The eighth tumor-mode-metastasis (TNM) system, which has been used since 2018, is the current staging system of MPM, and many patients with MPM are clinically candidates for surgery except for those with T4 and M1 tumors [7]. Nonetheless, despite all treatment efforts, MPM has a poor prognosis. Various references have reported that the median survival of MPM was 18–22 months, and the 5-year overall survival (OS) rate was less than 20% [8-10]. Researchers and clinicians from various departments, including thoracic surgery, medical oncology, and radiation oncology, are trying to contribute to the literature by publishing their experiences on the survival outcomes and prognostic factors of this rare and fatal tumor. In the present study, we also aimed to analyze the prognostic factors and surgical outcomes of patients with MPM who underwent MMT including surgery in this single-center study.

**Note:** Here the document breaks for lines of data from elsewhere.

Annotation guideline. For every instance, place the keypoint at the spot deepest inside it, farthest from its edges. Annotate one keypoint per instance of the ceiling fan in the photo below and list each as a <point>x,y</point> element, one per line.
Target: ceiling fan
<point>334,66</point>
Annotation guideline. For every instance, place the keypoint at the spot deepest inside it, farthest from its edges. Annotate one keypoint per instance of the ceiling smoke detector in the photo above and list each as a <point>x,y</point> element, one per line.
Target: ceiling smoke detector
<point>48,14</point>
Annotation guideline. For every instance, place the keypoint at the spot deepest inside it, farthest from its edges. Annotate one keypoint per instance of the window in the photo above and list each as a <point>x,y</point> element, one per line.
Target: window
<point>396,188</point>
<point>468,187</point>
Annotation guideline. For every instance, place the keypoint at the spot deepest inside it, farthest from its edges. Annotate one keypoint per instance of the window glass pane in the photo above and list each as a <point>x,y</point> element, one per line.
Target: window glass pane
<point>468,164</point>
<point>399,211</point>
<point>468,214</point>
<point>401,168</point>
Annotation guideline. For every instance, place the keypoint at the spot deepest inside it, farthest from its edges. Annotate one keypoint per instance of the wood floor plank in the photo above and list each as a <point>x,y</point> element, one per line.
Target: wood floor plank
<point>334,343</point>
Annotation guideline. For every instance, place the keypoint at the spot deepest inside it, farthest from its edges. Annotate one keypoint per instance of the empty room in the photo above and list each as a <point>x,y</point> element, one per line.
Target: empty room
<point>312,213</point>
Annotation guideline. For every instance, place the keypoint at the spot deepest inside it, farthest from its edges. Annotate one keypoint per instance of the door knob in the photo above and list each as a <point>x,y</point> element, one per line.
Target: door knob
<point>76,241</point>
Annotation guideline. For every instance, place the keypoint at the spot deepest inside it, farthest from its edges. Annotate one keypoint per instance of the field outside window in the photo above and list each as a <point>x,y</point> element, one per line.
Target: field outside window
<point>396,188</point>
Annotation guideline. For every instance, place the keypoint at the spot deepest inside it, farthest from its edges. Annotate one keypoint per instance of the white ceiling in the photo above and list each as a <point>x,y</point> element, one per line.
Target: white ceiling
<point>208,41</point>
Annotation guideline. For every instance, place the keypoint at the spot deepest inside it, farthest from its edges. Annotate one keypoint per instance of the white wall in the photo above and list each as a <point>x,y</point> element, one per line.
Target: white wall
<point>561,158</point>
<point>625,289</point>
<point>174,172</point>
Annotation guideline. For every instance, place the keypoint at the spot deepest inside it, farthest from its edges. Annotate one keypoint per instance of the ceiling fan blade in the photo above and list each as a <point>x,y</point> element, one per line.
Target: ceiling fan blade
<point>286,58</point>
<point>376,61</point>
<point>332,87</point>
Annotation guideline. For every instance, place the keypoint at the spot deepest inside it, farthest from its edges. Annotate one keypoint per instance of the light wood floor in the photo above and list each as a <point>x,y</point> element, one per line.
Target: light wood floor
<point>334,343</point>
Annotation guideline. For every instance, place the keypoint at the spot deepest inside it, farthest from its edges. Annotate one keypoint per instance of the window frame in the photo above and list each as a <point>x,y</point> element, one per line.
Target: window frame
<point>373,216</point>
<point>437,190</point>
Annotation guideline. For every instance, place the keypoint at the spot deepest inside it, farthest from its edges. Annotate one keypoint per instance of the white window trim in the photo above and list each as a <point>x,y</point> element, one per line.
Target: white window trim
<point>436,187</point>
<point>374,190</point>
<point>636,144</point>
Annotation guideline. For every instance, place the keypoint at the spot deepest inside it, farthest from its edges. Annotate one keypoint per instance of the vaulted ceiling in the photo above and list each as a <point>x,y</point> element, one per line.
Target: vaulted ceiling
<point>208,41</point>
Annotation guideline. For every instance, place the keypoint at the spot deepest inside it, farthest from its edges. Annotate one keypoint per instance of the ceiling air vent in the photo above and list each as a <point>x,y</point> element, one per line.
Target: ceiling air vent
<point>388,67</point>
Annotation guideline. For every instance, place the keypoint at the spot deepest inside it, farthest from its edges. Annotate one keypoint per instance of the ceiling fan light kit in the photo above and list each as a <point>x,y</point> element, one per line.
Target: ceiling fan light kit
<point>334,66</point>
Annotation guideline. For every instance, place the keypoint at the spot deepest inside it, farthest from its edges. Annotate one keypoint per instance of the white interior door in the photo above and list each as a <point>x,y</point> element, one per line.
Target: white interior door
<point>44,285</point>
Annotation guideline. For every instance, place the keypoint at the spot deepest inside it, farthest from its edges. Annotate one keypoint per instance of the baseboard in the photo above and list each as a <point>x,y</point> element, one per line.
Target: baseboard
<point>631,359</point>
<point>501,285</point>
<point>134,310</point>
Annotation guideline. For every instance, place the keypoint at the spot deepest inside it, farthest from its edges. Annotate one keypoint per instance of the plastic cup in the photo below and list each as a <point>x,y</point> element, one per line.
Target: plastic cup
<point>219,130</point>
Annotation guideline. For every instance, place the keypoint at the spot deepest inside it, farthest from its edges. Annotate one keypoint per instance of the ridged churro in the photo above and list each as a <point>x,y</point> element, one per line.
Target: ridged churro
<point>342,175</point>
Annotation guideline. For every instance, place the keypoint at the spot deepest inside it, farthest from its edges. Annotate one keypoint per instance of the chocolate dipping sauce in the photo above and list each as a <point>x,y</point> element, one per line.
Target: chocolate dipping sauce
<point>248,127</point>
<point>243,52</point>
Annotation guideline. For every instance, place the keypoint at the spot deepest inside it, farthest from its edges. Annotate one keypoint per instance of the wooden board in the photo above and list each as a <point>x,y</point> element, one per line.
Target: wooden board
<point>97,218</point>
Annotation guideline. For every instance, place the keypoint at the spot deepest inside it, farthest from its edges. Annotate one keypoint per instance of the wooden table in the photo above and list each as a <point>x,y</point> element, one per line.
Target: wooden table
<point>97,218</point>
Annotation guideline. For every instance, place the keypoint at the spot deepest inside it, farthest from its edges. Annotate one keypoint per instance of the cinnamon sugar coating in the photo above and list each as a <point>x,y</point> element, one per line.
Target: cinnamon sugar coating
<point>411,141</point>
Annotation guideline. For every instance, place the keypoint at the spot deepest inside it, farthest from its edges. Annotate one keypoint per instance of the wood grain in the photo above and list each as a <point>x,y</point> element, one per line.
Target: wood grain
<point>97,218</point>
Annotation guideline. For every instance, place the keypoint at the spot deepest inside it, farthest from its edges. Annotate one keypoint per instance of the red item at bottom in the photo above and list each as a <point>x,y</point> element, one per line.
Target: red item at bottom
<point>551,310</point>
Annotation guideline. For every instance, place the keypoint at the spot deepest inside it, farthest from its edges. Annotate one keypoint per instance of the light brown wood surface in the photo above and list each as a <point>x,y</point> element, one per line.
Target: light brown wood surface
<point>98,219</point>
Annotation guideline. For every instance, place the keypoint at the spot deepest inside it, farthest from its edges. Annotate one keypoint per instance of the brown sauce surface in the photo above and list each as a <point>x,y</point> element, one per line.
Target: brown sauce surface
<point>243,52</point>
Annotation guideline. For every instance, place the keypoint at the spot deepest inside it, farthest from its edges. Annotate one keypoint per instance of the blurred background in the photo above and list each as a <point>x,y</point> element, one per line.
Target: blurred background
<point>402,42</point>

This study was approved by the Institutional Review Board of Gazi University (IRB approval no., 2021-789). The patients provided written informed consent for the publication of clinical details and images. The record of patients who underwent surgery for MPM between January 2010 and December 2020 at our department was reviewed retrospectively. Patients who underwent EPP, PD, or EPD with or without induction chemotherapy were included in the study. Patients whose medical follow-up records were not obtained, those without mediastinal lymph node sampling or dissection, and those who underwent only diagnostic surgery were not included in the study. The pathological staging of patients was conducted according to the eighth TNM system.
Since our department is a surgical clinic, most of the patients included in the study were referred after the histopathological diagnosis of MPM. Endobronchial ultrasound-guided transbronchial needle aspiration in patients who had lymph nodes with a short axis larger than 1 cm on thoracic computed tomography (CT) and/or mediastinal lymph node involvement on positron emission tomography–CT. Surgery, direct or after induction chemotherapy, was planned in patients with an early clinical stage after a multidisciplinary evaluation. Additionally, those who had mediastinal lymph node invasion or severe chest pain (suspected chest wall invasion) were referred for induction therapy. Some patients included in the study had also received induction chemotherapy at another center.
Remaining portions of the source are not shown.